Figure 1: Spearman correlation heat map with correlation coefficient and significance levels based on the mtcars data set.
Figure 1: Spearman correlation heat map with correlation coefficient and significance levels based on the mtcars data set.

In a recent paper we included data from a survey we conducted. During the publication process, one of the reviewers asked for a more in depth statistical analysis of the data set. He (she?) explicitly expressed a special interest in correlating the variables of the survey in order to spot any interesting correlations. This posed a number of problems:

  1. The data set has 35 variables. This translates into a huge correlation matrix.
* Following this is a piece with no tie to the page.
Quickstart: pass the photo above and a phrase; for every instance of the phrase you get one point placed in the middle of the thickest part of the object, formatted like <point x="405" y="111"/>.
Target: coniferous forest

  2. There are many ways to correlate variables. In my field the Pearson product-moment correlation coefficient (Pearson's r) and the Spearman's rank correlation coefficient (Spearman's rho) are the most common ones. Which one should I choose and why?

  3. Correlations by themselves are not very useful. You, most likely, want to have at least some information about the statistical significance of the correlation.

The Data Set

For the sake of demonstration we will use the mtcars data set, provided by the stats package. The data set includes 11 variables with 32 observations, hence rendering the task a bit more manageable.

Table 1: The first five (of 32) observations of the mtcars data set.
mpg cyl disp hp drat wt qsec vs am gear carb
Mazda RX4 21.0 6 160.0 110 3.90 2.620 16.46 0 1 4 4
Mazda RX4 Wag 21.0 6 160.0 110 3.90 2.875 17.02 0 1 4 4
Datsun 710 22.8 4 108.0 93 3.85 2.320 18.61 1 1 4 1
Hornet 4 Drive 21.4 6 258.0 110 3.08 3.215 19.44 1 0 3 1
Hornet Sportabout 18.7 8 360.0 175 3.15 3.440 17.02 0 0 3 2
Table 2: Description of the variable labels of the mtcars data set.
axis description
mpg Miles/(US) gallon
cyl Number of cylinders
disp Displacement (cu.in.)
hp Gross horsepower
drat Rear axle ratio
wt Weight (lb/1000)
qsec 1/4 mile time
vs V/S
am Transmission (0 = automatic, 1 = manual)
gear Number of forward gears
carb Number of carburetors

Choosing a Suitable Correlation Algorithm

As most papers in my field use either Pearson's r or Spearman's rho I began my research there. As it turns out, there are two types of algorithms: parametric and non-parametric. Parametric algorithms depend on some assumptions about the data set. In case of Pearson's r you need to know about the distribution, scaling and dependency of the variables of the data set.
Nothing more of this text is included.